The Influences of Paya Over My Life / Mario Lleonart

Away from the capital and without any contact with the Christian Liberation Movement I thank God who made use of small signs of liberty that came to me from here and there in order to guide me in the middle of the sad and confused Cuban reality.  Even in reading from a book as poisonous as “The Dissidents” I realized where good and evil were really found.

Maybe the most significant and influential for me have been the so-called spiritual leaders in exile, Cuban pastors and priests who in Miami, and beyond religious differences, kept very alive their love of Cuba and shared it like a fire in periodic prayer meetings and through joint projects and whose news and messages arrived at the island through radio programs like those conducted by Francisco Santana such as “The Cuban and His Faith” or “Cuba, Your Hope,” or Lenier Gallardo, pastor of the Lutheran Church “Prince of Peace” in spaces like “Yesterday, Today and Forever” or in his classic Sermon of the Seven Words each holy week.

As part of that faith group and representing the Baptists was Marcos Antonio Ramos, very influential as pastor and intellectual in exile and of great reputation among Cuban Baptists.  They not only defended the validity of the Varela Project in exile, in the middle of many instances of misunderstanding and confusion but also in an indirect way and thanks to the broadcasting helped to inform many like me on the island.

Whatever happens from here on I will be eternally satisfied that I will not be able to say that they did not knock on my door, and when they knocked I accepted the challenge:  I am a signatory of the Varela Project and I refused to endorse the reform of the Constitution that declared the irrevocable character of socialism in Cuba, a clumsy reaction of the regime before the mastery of Paya, celebrated by Carter in his visit to the island as well as various figures from around the world.

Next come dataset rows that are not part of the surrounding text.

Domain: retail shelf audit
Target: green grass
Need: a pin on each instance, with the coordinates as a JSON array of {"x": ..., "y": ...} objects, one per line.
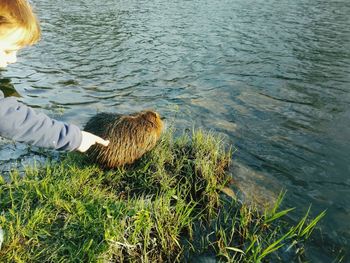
[{"x": 165, "y": 208}]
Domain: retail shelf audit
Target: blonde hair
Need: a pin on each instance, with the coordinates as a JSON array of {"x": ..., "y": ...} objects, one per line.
[{"x": 18, "y": 14}]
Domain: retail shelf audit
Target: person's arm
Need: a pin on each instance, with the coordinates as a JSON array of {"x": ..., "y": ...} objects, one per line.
[{"x": 21, "y": 123}]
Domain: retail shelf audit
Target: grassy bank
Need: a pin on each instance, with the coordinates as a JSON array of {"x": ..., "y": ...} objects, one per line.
[{"x": 168, "y": 207}]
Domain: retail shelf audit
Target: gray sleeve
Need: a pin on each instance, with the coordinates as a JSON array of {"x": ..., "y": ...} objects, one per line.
[{"x": 21, "y": 123}]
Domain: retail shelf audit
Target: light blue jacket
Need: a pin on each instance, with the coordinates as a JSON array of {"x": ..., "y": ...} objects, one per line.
[{"x": 21, "y": 123}]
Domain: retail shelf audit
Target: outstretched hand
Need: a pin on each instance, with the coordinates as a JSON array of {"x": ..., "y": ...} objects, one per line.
[{"x": 89, "y": 139}]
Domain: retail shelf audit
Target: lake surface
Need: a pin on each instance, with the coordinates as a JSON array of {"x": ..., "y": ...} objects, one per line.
[{"x": 273, "y": 77}]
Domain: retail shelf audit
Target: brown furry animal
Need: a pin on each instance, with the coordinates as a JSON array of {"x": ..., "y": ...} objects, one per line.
[{"x": 130, "y": 136}]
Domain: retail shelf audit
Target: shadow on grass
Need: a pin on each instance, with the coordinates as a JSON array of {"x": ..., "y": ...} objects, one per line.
[{"x": 166, "y": 207}]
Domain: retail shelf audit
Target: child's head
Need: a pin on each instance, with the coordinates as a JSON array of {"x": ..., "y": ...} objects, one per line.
[{"x": 19, "y": 27}]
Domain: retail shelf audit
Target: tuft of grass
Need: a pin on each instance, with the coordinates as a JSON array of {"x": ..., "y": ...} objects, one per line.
[{"x": 167, "y": 207}]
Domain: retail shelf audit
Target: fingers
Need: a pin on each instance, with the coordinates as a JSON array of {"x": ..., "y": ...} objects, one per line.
[{"x": 89, "y": 139}]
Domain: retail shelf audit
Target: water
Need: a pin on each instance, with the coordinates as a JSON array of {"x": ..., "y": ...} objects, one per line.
[{"x": 272, "y": 76}]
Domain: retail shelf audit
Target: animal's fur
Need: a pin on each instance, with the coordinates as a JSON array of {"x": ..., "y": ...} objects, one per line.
[{"x": 130, "y": 136}]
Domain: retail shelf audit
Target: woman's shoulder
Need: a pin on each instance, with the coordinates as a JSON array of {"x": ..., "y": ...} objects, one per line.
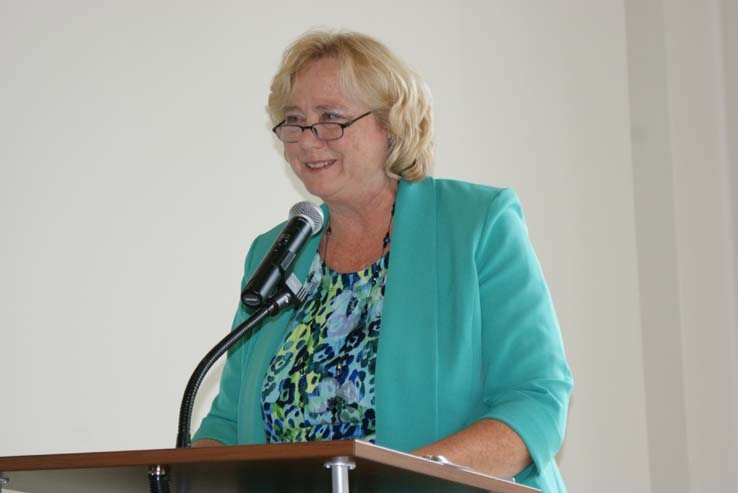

The correctness of my citizen decisions I owe in great part to the influence that notwithstanding such obstacles came to me from one Paya with whom I never had the honor of shaking hands, but from whom I always had the joy of finding myself spiritually near, and now more.  The arguments that were heard from this brave man, opposing all the useless indoctrination of the regime’s propaganda to which I was exposed during all the years of my childhood, adolescence and early adulthood, made me react to the reality that I had a right to rights, and with me my fellow man, the totality of my fellow citizens, with all and for the good of all.